After Angela’s posts were made public, the Instagram handle of Home Delhi had disabled mentions of their account and comments on their posts. Allegedly, Vaibhav being the social media executive for the venue, had turned off the mentions and disabled the comments himself. It is unclear if anyone else in the organisation knew about this or not. Vaibhav is no longer employed with Home Delhi. When we reached out to PVR Ltd for comment on the matter, their Chief Human Resources Offer said in an official statement “Although the allegations pertain to incidents that transpired outside the workplace of the organization and are not covered by PoSH Act, we have already reached out to Ms. Angela to let her know that as an organization, we are prepared to render any appropriate assistance, to the extent practicable, that she may need to initiate any legal action in that regard. Also, the employee alleged to have been involved in the incident is no longer associated with the organization.”
Angela’s posts have reignited the larger discussion about sexual harassment in the music circles that goes by unreported. On what can be done to make venues and music circles safer for women, she says “I think it’s important to do pervasive background checks on your employees, and that should mean contacting all previous organizations or venues they have been associated with. If this was done in the case of Vaibhav, the management at Home Delhi would have found that he had been disallowed from performing at The Habitat, Mumbai (previously, Tuning Fork) over incidents of abuse and online harassment. Additionally, the venue or space should make it clear that they will not tolerate such behaviour inside or outside the venue, and take complaints against their employees seriously.
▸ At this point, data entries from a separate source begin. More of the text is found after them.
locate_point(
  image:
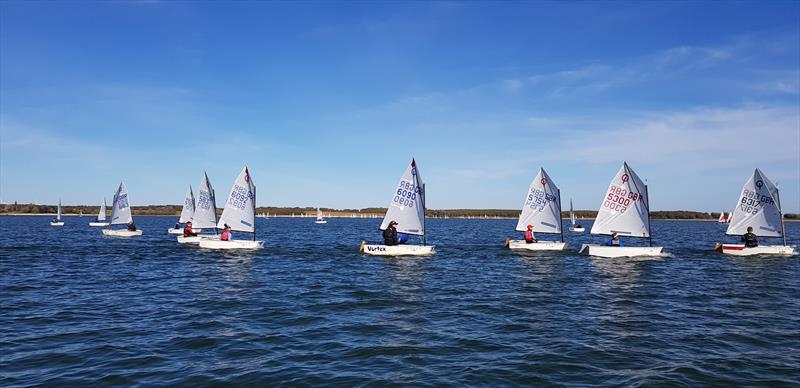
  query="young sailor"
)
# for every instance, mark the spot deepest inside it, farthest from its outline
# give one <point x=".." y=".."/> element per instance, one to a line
<point x="390" y="234"/>
<point x="614" y="241"/>
<point x="188" y="231"/>
<point x="529" y="237"/>
<point x="749" y="239"/>
<point x="226" y="234"/>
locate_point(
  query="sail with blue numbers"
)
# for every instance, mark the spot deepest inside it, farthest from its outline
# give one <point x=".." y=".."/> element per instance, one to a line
<point x="759" y="207"/>
<point x="205" y="206"/>
<point x="121" y="209"/>
<point x="240" y="210"/>
<point x="542" y="206"/>
<point x="188" y="207"/>
<point x="407" y="206"/>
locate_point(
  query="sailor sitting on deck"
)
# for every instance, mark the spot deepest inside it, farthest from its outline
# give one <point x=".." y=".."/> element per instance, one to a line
<point x="614" y="241"/>
<point x="529" y="237"/>
<point x="188" y="231"/>
<point x="390" y="234"/>
<point x="749" y="239"/>
<point x="226" y="234"/>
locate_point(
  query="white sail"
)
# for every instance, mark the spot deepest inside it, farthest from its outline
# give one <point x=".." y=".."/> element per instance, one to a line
<point x="101" y="215"/>
<point x="625" y="207"/>
<point x="239" y="212"/>
<point x="542" y="207"/>
<point x="407" y="207"/>
<point x="188" y="207"/>
<point x="121" y="209"/>
<point x="571" y="213"/>
<point x="205" y="210"/>
<point x="758" y="206"/>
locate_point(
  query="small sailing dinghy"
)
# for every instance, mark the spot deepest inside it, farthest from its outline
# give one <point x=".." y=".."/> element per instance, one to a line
<point x="626" y="211"/>
<point x="759" y="207"/>
<point x="407" y="208"/>
<point x="240" y="214"/>
<point x="542" y="210"/>
<point x="57" y="221"/>
<point x="575" y="227"/>
<point x="121" y="214"/>
<point x="205" y="213"/>
<point x="101" y="216"/>
<point x="320" y="219"/>
<point x="187" y="212"/>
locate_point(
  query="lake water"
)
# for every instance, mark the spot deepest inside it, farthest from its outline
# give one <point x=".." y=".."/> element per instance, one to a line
<point x="78" y="308"/>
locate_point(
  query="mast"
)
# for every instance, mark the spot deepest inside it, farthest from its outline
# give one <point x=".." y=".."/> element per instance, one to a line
<point x="424" y="208"/>
<point x="560" y="222"/>
<point x="254" y="201"/>
<point x="780" y="212"/>
<point x="649" y="230"/>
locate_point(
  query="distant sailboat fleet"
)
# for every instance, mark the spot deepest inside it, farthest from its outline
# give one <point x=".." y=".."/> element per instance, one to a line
<point x="624" y="212"/>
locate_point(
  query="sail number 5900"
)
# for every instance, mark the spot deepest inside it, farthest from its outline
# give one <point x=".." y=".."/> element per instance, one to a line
<point x="618" y="199"/>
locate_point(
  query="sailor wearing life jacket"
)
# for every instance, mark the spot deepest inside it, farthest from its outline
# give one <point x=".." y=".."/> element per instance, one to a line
<point x="188" y="231"/>
<point x="529" y="238"/>
<point x="390" y="234"/>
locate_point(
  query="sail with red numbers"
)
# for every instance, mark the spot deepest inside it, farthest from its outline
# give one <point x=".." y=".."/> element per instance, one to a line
<point x="542" y="207"/>
<point x="625" y="208"/>
<point x="407" y="206"/>
<point x="758" y="207"/>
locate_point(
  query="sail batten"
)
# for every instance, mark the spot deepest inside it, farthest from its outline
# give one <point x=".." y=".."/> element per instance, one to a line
<point x="188" y="207"/>
<point x="625" y="207"/>
<point x="205" y="207"/>
<point x="542" y="207"/>
<point x="757" y="207"/>
<point x="101" y="215"/>
<point x="239" y="212"/>
<point x="120" y="208"/>
<point x="407" y="206"/>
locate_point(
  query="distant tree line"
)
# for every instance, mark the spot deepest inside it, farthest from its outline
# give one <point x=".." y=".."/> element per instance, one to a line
<point x="175" y="210"/>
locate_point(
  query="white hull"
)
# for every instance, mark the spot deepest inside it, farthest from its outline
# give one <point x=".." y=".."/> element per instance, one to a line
<point x="612" y="251"/>
<point x="231" y="244"/>
<point x="180" y="231"/>
<point x="196" y="239"/>
<point x="741" y="250"/>
<point x="121" y="233"/>
<point x="396" y="250"/>
<point x="521" y="245"/>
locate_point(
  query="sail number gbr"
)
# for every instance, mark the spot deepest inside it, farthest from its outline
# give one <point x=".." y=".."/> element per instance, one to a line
<point x="752" y="202"/>
<point x="239" y="197"/>
<point x="618" y="199"/>
<point x="406" y="194"/>
<point x="122" y="201"/>
<point x="537" y="199"/>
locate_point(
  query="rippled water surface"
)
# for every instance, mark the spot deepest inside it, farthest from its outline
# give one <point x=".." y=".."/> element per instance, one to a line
<point x="80" y="308"/>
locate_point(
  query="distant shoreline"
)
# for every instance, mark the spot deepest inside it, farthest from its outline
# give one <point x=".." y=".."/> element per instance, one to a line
<point x="353" y="215"/>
They should also make themselves approachable for such complaints by ensuring that reports are handled discreetly, thus allowing women who want to remain anonymous to come forward. Venues often try to avoid taking a stand or tend to “play it safe” until they are forced to take action by public demand or threat to reputation. It shouldn’t reach that stage, they should proactively take steps to make their space safe for women and other marginalized genders.”